With the shift in consciousness redounding from the Snowden files, we have, for the first time ever, the potential for commercial success based on claims of security. That's good news indeed – because computer security is never a matter of individual action. It doesn't matter how carefully you handle your email if the people you correspond with are sloppy with their copies of your messages. It's a bit like public health: it's important to make sure you have clean drinking water, but if your neighbours don't pay attention to their water and all get cholera, your own water supply's purity won't keep you safe.

But there can be no real security in a world where it is illegal to tell people when the computers in their lives are putting them in danger. In other words, there can be no real security in a world where the DMCA and its global cousins are still intact.

Party like it's 1997

Which brings us back to Bernstein. in 1997, a panel of American federal appeals court judges in the Ninth Circuit decided that code was expressive speech and that laws prohibiting its publication were unconstitutional.
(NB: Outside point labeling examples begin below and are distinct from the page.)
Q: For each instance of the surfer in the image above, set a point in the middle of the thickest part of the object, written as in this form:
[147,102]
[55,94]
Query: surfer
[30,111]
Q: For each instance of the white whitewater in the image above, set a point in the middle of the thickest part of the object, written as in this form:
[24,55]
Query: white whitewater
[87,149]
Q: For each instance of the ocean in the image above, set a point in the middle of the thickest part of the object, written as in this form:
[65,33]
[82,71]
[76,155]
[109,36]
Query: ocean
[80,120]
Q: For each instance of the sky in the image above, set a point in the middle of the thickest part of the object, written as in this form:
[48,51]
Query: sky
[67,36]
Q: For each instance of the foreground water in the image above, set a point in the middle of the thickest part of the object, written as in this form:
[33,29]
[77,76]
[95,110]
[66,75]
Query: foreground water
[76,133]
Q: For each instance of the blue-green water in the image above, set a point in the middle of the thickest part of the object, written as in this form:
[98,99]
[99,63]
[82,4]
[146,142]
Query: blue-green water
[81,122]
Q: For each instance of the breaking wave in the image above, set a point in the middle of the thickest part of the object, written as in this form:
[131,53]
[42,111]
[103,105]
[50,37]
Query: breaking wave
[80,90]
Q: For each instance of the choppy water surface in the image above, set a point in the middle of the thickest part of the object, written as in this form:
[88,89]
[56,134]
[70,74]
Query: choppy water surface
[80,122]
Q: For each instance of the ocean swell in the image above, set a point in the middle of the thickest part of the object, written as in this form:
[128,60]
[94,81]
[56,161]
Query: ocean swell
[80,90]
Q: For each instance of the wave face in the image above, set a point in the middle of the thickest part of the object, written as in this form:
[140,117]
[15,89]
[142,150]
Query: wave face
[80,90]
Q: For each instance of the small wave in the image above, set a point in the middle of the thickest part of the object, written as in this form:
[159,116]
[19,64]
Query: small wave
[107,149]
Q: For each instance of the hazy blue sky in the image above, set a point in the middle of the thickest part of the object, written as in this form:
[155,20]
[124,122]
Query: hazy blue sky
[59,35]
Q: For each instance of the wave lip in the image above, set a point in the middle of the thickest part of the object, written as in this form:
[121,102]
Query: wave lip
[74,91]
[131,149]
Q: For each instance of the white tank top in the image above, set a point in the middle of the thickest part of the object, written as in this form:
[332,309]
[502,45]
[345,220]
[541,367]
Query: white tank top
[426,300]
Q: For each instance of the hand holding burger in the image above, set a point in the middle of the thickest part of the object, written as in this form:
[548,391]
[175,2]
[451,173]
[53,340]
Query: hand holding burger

In 2000, the Reimerdes court found that this protection did not extend to code that violated the DMCA.

It's been a long time since anyone asked a judge to reconsider the questions raised in Reimerdes. In 2000, a judge decided that the issue wasn't about free speech, but rather a fight between companies who "invested huge sums" in movies and people who believed that "information should be available without charge to anyone clever enough to break into the computer systems." The judge was wrong then, and the wrongness has only become more glaring since.

No court case is ever a sure thing, but I believe that there's a good chance that a judge in 2014 might answer the DMCA/free speech question very differently. In 14 years, the case for code as expressive speech has only strengthened, and the dangers of censoring code have only become more apparent.

If I was a canny entrepreneur with a high appetite for risk -- and a reasonable war-chest for litigation – I would be thinking very seriously about how to build a technology that adds legal features to a DRM-enfeebled system (say, Itunes/Netflix/Amazon video), features that all my competitors are too cowardly to contemplate. The potential market for devices that do legal things that people want to do is titanic, and a judgment that went the right way on this would eliminate a serious existential threat to computer security, which, these days, is a synonym for security itself.

And once anti-circumvention is a dead letter in America, it can't survive long in the rest of the world. For one thing, a product like a notional Itunes/Amazon/Netflix video unlocker would leak across national borders very easily, making non-US bans demonstrably pointless. For another, most countries that have anti-circumvention on the books got there due to pressure from the US Trade Representative; if the US drops anti-circumvention, the trading partners it armed-twisted into the same position won't be far behind.

I've talked to some lawyers who are intimate with all the relevant cases and none of them told me it was a lost cause (on the other hand, none of them said it was a sure thing, either). It's a risky proposition, but something must be done. You see, contrary to what the judge in Reimerdes said in 2000, this has nothing to do with whether information is free or not – it's all about whether people are free.